Appétit d’oiseauet sens des affaires
Annie Novak a un côté Alice au pays des merveilles. Elle est végétarienne, fait du yoga, protège la nature. Mais, l’ennemi a un nom, il s’appelle Ronald McDonald. « Les gens comme Annie sont les antidotes de l’industrie fast-food, assure Anna Lappé, auteur d’ouvrages à succès sur l’agriculture urbaine, qui participe à l’atelier. Elle a raison d’encourager les enfants à devenir accrocs aux brocolis et aux choux. »
La jeune fermière est devenue une activiste bio sur le tard. Ses parents ignorent tout de la chose culinaire. Elle découvre sa passion pour l’agriculture lors d’un voyage au Ghana, en observant le travail des producteurs de cacao. À son retour, elle devient coordinatrice des programmes pour enfants des Jardins botaniques de New York. Coup de chance, elle est repérée par Ben Flanner, un ponte du marketing, qui a convaincu une compagnie de production de cinéma d’investir 60 000 dollars (43 000 €) dans un toit écologique. Nommée directrice de la ferme, Annie s’entoure d’une dizaine d’apprentis et d’une cinquantaine de bénévoles. Avec eux, elle entend agrandir la communauté des jeunes Américains acquis au triptyque vert, local et citoyen.
Idéaliste, Annie Novak sait aussi se débrouiller pour vivre comme elle le souhaite : « Je voyage cinq mois par an. Je n’aime pas New York l’hiver. Il fait trop froid. » Ces dernières années, elle a visité le Togo, la Turquie, le Pérou, les îles Fidji pour enrichir sa culture agricole.
Où trouve-t-elle le temps ? De novembre à mars, les terres sont laissées au repos. Et l’argent ? L’équilibre financier de la ferme est assuré grâce à la centaine de clients hebdomadaires, dont les restaurants bio du quartier.

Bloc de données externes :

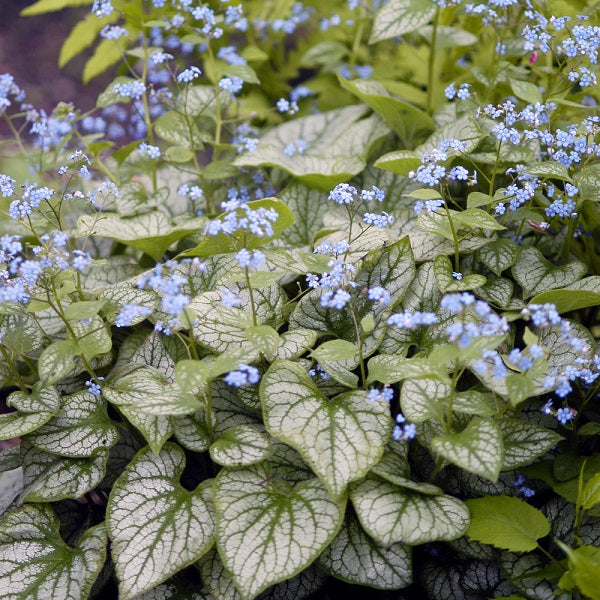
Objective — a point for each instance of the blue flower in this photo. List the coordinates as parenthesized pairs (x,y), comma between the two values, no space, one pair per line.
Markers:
(244,375)
(189,75)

Les amateurs de verdure peuvent faire leurs emplettes le dimanche ou cotiser 400 dollars (290 €) et se faire livrer hebdomadairement en légumes frais pendant vingt-deux semaines de l’année.
Célibataire, sans enfants, Annie Novak a des besoins minimes, un style de vie ascétique et un sens aguerri des affaires qui lui permettent de s’octroyer une bouffée d’air frais, loin du tumulte agricole new-yorkais.